Sono recenti le notizie relative alle morti a causa di virus provenienti dai paesi caldi. Un bimbo di 6 anni è morto a causa della malaria, casi di Dengue si registrano a Bologna e il West Nile Disease fa registrare oltre 100 casi in Emilia Romagna. Ma questo aumento di casi è connesso con i cambiamenti climatici? Una ricerca si è concentrata nello studio della relazione fra cambiamenti climatici e West Nile Disease, rivelando che è possibile fare delle previsioni solo a livello locale, in modo che le amministrazioni possano prevenire al diffusione delle zanzare e quindi i contagi.
Gli scienziati cha hanno condotto la ricercasostengono infatti che l’influenza dei cambiamenti climatici sulla temperatura e le precipitazioni potrebbero avere un notevole effetto sulla diffusione del West Nile Disease il che suggerisce che gli sforzi della sanità pubblica per il controllo del virus dovranno avere un carattere locale più che globale. La ricerca, condotta da ricercatori dell’Università dell’Arizona, è stata pubblicata su PNAS.
Cory Morin e Andrew Comrie hanno sviluppato un modello che mette insieme i dati sulle popolazioni di zanzare e il clima per simulare la presenza nel sud degli Stati Uniti della zanzara che diffonde la febbre del Nilo. Hanno scoperto che, nell’ambito delle future condizioni climatiche previste dai modelli, molti luoghi vedranno un allungamento della stagione delle zanzare, ma la popolazione estiva delle zanzare diminuirà a causa dei climi asciutti che permetteranno a poche larve di sopravvivere.

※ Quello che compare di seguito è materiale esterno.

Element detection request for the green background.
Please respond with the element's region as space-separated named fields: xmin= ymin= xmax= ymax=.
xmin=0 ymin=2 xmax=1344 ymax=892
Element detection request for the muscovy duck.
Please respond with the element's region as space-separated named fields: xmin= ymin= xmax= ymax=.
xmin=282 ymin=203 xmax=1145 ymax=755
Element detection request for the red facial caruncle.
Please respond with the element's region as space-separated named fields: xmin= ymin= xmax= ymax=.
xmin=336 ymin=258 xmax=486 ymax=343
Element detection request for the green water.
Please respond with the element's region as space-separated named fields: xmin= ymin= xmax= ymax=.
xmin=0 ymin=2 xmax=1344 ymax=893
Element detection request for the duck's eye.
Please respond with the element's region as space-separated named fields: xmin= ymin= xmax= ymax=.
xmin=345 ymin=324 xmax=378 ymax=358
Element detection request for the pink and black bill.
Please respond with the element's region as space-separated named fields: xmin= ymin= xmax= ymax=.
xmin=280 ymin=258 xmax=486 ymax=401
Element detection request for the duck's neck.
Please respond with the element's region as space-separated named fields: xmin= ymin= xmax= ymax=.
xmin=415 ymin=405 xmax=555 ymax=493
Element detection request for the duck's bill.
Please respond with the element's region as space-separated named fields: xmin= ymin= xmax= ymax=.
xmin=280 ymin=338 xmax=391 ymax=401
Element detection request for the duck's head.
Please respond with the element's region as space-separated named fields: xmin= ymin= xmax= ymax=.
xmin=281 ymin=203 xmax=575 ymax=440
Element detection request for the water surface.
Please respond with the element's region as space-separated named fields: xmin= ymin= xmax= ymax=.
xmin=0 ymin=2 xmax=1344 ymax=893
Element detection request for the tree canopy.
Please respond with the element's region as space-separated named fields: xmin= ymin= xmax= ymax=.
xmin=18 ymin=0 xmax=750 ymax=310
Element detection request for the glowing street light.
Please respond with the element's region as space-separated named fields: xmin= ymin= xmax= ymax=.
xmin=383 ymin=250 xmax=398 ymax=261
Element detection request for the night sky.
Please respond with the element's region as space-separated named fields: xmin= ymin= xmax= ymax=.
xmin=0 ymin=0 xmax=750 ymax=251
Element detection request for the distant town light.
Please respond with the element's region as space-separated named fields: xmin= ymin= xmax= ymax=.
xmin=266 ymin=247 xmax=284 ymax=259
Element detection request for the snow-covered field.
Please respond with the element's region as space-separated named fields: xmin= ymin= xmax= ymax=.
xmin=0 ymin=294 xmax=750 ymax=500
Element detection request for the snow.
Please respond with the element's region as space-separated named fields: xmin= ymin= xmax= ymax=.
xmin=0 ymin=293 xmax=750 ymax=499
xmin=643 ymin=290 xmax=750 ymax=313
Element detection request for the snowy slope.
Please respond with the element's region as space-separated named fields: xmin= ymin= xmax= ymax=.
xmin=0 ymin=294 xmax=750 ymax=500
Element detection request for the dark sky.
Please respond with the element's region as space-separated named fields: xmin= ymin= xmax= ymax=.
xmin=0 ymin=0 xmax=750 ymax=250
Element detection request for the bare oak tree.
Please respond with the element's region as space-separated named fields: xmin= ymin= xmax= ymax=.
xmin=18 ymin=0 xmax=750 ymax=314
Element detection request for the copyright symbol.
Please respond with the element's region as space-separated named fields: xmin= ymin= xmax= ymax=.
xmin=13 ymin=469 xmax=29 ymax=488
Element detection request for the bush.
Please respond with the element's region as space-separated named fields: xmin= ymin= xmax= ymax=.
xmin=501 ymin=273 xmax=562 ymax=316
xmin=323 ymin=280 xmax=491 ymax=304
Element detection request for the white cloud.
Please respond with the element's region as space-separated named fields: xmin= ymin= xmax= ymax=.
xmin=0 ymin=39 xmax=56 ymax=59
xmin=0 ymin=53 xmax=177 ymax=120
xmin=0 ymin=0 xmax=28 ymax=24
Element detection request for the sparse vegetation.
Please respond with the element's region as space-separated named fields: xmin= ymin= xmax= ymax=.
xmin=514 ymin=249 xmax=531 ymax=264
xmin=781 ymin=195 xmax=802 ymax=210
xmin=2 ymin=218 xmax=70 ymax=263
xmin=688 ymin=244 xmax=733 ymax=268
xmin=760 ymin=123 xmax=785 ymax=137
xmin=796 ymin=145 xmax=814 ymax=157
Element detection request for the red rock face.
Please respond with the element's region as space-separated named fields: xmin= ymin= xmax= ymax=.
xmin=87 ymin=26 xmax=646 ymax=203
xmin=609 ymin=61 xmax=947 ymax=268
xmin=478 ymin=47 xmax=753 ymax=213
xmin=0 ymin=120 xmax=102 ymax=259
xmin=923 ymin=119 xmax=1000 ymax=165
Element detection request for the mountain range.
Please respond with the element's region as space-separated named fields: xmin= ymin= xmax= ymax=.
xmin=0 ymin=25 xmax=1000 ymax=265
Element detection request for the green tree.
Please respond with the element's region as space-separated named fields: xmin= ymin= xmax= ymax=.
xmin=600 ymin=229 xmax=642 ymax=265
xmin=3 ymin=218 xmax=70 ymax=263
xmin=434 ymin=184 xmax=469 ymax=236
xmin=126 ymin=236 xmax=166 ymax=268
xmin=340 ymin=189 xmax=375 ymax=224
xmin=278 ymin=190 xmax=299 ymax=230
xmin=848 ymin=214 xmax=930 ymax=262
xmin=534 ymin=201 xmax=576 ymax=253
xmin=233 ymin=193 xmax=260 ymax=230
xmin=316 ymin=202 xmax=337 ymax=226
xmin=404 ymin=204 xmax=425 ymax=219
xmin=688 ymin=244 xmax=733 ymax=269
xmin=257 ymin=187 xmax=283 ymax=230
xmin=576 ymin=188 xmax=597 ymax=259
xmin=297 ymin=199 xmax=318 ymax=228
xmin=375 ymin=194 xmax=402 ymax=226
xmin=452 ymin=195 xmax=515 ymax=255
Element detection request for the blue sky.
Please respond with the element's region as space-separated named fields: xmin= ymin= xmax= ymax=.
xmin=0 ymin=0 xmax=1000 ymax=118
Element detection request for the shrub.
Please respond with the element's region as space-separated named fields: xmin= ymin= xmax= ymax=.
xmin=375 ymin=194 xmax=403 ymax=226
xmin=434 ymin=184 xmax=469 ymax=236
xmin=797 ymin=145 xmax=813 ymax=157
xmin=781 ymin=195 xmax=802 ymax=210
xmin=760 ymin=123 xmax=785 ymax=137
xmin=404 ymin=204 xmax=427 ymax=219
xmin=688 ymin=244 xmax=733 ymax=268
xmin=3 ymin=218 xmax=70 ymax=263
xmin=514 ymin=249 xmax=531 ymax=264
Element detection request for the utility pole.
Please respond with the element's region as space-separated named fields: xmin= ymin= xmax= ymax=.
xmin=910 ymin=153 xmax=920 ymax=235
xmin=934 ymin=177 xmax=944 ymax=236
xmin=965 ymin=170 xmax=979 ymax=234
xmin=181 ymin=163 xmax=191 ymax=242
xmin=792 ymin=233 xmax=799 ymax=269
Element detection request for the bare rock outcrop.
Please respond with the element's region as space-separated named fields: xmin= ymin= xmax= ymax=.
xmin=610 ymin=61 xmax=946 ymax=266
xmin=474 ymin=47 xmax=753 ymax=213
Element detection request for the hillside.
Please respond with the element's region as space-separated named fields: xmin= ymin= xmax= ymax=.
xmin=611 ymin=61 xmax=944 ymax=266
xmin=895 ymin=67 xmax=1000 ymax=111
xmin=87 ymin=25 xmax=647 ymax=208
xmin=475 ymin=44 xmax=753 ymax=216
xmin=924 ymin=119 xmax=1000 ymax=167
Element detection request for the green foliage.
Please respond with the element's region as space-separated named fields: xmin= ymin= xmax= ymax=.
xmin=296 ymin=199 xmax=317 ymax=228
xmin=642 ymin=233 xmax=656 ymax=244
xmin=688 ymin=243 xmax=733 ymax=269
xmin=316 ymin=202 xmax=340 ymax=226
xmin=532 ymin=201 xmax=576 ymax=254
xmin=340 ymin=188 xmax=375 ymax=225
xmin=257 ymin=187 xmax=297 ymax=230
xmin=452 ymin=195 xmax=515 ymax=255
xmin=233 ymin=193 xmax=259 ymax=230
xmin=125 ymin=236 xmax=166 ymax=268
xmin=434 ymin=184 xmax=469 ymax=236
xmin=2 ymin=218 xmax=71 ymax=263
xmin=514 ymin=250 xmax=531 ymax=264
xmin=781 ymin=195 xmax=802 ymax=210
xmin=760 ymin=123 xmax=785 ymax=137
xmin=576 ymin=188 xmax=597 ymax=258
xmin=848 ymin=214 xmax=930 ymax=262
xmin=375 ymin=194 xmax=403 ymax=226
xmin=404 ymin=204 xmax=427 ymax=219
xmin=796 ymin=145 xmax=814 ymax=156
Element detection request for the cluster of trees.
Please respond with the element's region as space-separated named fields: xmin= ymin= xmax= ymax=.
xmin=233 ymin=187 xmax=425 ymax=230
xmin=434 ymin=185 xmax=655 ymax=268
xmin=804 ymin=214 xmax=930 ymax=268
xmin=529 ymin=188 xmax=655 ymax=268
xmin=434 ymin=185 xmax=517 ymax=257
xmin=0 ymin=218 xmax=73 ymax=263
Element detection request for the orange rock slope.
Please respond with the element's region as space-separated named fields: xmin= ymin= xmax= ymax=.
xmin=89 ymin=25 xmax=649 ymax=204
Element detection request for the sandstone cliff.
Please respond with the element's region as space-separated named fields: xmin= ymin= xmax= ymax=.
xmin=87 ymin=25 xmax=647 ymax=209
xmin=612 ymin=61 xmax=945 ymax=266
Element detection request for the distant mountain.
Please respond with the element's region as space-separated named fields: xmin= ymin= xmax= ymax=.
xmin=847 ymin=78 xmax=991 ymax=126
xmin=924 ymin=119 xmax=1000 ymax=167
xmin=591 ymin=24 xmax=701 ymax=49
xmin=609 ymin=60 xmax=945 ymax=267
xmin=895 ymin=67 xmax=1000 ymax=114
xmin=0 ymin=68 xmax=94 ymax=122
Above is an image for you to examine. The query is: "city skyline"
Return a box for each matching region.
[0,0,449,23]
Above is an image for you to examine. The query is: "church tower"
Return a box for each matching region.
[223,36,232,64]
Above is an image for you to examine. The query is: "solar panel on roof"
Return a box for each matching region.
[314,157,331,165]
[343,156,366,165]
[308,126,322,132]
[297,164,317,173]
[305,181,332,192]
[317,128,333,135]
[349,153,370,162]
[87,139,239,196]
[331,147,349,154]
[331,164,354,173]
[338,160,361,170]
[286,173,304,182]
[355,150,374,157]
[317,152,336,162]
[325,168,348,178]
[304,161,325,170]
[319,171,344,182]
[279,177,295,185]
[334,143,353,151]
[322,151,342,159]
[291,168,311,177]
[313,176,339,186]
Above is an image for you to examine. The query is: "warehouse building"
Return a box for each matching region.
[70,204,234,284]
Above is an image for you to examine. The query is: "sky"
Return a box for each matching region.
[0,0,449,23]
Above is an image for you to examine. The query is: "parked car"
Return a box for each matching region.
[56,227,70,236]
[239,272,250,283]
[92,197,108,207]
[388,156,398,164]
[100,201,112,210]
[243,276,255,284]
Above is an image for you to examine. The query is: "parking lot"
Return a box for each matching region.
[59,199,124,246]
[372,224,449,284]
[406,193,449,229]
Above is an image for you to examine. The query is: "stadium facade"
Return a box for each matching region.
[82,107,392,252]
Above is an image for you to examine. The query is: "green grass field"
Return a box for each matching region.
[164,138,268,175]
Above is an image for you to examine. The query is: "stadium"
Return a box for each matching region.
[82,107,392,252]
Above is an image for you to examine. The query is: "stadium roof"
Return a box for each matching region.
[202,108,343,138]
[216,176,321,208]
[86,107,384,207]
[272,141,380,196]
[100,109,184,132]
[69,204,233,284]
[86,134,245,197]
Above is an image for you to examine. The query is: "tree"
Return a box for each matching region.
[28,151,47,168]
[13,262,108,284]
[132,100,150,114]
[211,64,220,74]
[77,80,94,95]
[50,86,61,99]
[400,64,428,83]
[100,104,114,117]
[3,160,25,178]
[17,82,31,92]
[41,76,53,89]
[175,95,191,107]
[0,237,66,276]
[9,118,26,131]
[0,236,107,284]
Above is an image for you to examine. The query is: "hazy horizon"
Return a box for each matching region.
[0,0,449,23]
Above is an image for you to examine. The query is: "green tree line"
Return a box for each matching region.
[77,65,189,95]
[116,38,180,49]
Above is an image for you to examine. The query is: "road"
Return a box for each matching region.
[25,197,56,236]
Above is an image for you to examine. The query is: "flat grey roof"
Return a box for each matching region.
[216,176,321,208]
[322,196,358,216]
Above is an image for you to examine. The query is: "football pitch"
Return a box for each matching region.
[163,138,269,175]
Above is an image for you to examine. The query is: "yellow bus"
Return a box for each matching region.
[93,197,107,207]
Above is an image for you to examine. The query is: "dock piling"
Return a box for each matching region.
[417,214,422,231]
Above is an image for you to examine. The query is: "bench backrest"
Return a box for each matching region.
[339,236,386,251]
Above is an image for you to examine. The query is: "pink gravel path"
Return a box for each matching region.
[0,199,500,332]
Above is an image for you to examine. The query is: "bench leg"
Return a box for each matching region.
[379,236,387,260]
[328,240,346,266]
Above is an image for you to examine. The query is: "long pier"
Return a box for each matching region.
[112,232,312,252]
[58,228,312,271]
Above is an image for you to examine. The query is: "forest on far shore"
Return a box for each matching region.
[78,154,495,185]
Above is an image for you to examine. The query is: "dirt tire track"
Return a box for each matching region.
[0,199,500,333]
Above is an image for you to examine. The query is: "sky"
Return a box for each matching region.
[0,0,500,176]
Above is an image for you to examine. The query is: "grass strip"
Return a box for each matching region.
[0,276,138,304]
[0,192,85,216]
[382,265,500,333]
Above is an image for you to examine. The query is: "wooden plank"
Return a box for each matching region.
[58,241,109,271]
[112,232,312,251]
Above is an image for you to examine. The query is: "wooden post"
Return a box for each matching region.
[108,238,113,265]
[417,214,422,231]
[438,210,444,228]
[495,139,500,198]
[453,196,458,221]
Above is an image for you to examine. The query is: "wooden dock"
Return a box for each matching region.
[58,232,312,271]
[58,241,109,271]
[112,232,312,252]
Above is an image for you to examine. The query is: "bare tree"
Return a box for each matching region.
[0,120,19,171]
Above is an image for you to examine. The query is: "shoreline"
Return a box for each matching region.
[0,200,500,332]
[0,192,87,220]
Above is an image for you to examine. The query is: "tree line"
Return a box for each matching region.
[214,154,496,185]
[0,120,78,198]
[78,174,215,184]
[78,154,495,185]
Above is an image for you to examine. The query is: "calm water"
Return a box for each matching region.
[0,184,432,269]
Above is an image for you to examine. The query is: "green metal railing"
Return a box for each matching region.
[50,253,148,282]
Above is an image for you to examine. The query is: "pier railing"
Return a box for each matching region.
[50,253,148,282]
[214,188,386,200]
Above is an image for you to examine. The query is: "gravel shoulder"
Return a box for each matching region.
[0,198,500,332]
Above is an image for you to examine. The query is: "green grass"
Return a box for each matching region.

Tuttavia, questi cambiamenti variano notevolmente a seconda della temperatura e delle precipitazioni. Ad esempio, il declino estivo delle popolazioni di zanzare dovrebbe essere significativo nel sud, ma non a nord, dove ci sarà ancora pioggia sufficiente per mantenere gli habitat di riproduzione estivi e le temperature estreme sono meno comuni. Questi risultati suggeriscono che gli studi di trasmissione di malattie e i programmi per controllare le popolazioni di zanzare portatrici di malattie devono essere mirati a livello locale al fine di massimizzare la loro efficacia, secondo gli autori.
“Era una questione aperta se il cambiamento climatico stesse consentendo alle zanzare di aumentare il contagio da virus e la risposta è che dipende dal clima e dalla posizione”, ha detto Morin.
“Una ipotesi era che con l’aumento delle temperature, le zanzare potessero prosperare”, ha detto Morin . “Il nostro studio dimostra che è improbabile. Piuttosto, gli effetti del cambiamento climatico sono diversi a seconda della regione e per questo, anche la risposta del virus sarà diversa.”
“La specie di zanzara che studiamo è subtropicale e a temperature più calde le larve si sviluppano più rapidamente”, spiega Morin . “Tuttavia, vi è un limite e se le temperature salgono oltre tale limite, la mortalità aumenta con la temperature, e anche le precipitazioni, o entrambi, possono limitare le popolazioni, a seconda delle condizioni locali.»
Nel sud-ovest degli Stati Uniti, ad esempio, le estati più calde e secche tendono a ritardare l’inizio della stagione delle zanzare, tuttavia, questo potrebbe anche tradursi in una stagione più lunga.
Al contrario, nel centro-sud degli Stati Uniti ci saranno meno zanzare perchè ci saranno meno piogge durante l’estate e l’inizio dell’autunno.
I ricercatori hanno specificato che lo studio è stato condotto su un solo tipo di zanzare che fa da vettore della malattia, ma ce ne sono anche altre e bisogna considerare anche alcuni uccelli che fungono anch’essi da vettore.
Secondo i Centers for Disease Control (CDC), il 70-80 per cento delle persone infettate con il virus non sviluppano i sintomi. Il restante 20 per cento avrà sintomi simil-influenzali per una settimana o due, mentre gli effetti più gravi sono limitati a meno dell’1 per cento delle persone infette. Fra questi effetti l’encefalite o la meningite che per lo più colpiscono gli anziani e le persone con risposta immunitaria compromessa .
Secondo i ricercatori il modello potrebbe essere utile per capire gli spostamenti delle popolazioni di zanzare e prevenire quindi a livello locale la diffusione della malattia, tenendo presenti le previsioni climatiche per le singole aree.